Above all else, the message stood even stronger on its own because, after the past few tumultuous years that involved so many racial and prejudicial conflicts and showed how divided people can be, it’s become more important than ever to recognize how essential it is to connect with others different from ourselves and embrace what makes us unique from others instead of being afraid of those qualities. The movie went out of its way to show how simply wanting one group of people or one singular race to be dominant over others was simply wrong, and, if any community or society wanted to thrive more, it needed to learn how to accept others with their unique personas or appearances and see them for what made them strong and shine in the best ways instead of being afraid of what separated them from others on the surface.

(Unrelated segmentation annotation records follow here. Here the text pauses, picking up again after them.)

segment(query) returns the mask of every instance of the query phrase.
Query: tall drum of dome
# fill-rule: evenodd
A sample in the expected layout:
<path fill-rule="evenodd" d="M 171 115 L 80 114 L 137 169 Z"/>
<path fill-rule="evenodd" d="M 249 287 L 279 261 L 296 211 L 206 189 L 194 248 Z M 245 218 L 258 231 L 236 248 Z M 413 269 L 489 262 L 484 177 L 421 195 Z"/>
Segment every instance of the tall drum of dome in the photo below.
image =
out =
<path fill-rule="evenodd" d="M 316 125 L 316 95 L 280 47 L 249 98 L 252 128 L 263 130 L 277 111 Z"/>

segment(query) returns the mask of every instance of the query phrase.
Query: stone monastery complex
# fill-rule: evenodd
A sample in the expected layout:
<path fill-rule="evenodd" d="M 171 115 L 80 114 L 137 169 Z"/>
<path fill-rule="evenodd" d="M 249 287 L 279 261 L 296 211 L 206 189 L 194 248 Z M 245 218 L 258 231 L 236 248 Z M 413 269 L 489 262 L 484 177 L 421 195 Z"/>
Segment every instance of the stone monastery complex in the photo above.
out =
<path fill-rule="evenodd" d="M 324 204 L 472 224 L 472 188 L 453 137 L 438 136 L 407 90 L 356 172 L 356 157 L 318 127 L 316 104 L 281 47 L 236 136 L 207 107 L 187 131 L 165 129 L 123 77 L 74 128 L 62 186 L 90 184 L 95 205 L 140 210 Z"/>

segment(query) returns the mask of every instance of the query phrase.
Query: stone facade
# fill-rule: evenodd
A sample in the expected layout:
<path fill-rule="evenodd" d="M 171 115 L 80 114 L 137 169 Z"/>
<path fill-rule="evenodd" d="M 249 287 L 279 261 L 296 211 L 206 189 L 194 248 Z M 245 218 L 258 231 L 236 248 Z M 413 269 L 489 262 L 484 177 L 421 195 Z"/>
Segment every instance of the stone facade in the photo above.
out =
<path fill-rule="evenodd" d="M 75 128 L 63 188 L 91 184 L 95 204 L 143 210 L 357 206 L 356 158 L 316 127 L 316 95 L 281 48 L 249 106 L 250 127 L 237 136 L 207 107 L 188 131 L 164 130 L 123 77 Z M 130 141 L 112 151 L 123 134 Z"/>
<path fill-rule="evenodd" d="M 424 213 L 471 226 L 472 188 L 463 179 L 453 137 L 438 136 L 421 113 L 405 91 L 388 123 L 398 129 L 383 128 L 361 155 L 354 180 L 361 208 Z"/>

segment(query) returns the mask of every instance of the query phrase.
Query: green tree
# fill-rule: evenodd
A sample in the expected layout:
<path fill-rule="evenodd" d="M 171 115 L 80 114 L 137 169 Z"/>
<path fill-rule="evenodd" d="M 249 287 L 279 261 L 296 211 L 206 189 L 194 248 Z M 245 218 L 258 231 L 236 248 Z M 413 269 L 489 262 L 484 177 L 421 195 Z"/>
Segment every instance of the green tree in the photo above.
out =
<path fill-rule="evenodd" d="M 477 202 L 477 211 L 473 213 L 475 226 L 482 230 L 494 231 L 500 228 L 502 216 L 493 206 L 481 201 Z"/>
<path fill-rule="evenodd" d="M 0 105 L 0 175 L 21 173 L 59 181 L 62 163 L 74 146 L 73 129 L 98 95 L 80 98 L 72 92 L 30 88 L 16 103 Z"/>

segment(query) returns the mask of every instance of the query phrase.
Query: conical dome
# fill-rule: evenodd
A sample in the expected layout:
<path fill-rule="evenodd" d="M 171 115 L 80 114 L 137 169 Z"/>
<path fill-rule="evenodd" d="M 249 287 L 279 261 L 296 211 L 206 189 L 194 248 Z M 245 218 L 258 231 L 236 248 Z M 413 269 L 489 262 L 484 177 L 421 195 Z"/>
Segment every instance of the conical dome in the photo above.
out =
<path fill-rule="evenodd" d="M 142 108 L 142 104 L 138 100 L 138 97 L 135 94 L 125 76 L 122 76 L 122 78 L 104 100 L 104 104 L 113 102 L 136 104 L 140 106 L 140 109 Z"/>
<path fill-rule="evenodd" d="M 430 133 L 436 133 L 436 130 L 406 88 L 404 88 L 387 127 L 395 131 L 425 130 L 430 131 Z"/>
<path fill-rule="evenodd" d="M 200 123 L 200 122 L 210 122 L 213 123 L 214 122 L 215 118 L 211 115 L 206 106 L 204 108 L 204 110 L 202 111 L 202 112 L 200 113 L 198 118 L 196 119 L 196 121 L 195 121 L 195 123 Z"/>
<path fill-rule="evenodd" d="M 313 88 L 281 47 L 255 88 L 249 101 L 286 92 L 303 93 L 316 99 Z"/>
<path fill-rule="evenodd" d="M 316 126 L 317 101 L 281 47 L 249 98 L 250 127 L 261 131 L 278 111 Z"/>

The simplicity and genuine nature of the film’s moral, the terrific experience of the movie itself, and the relaxed and joyful experience of the theater all resulted in a wonderful time that I hoped to experience again at some point in the future. As we headed out in the lane away from the theater, I saw those glowing, electric lights from the arrow sign, and I remembered how great it felt to walk away from a theater again, and I didn’t feel the least bit uncomfortable with the atmosphere or the situation of being outside. The experience from Showboat held a tranquil nature from its own location and helped others share the joy of going to the movies in a time when theaters are still trying to find their way back. To anyone who might be in Houston or close enough to the area of Hockley, Texas, and are still looking for a chance to watch a movie in a theater through the safest way possible, I highly recommend the Showboat Drive-In. I know that I’ll be coming back one day.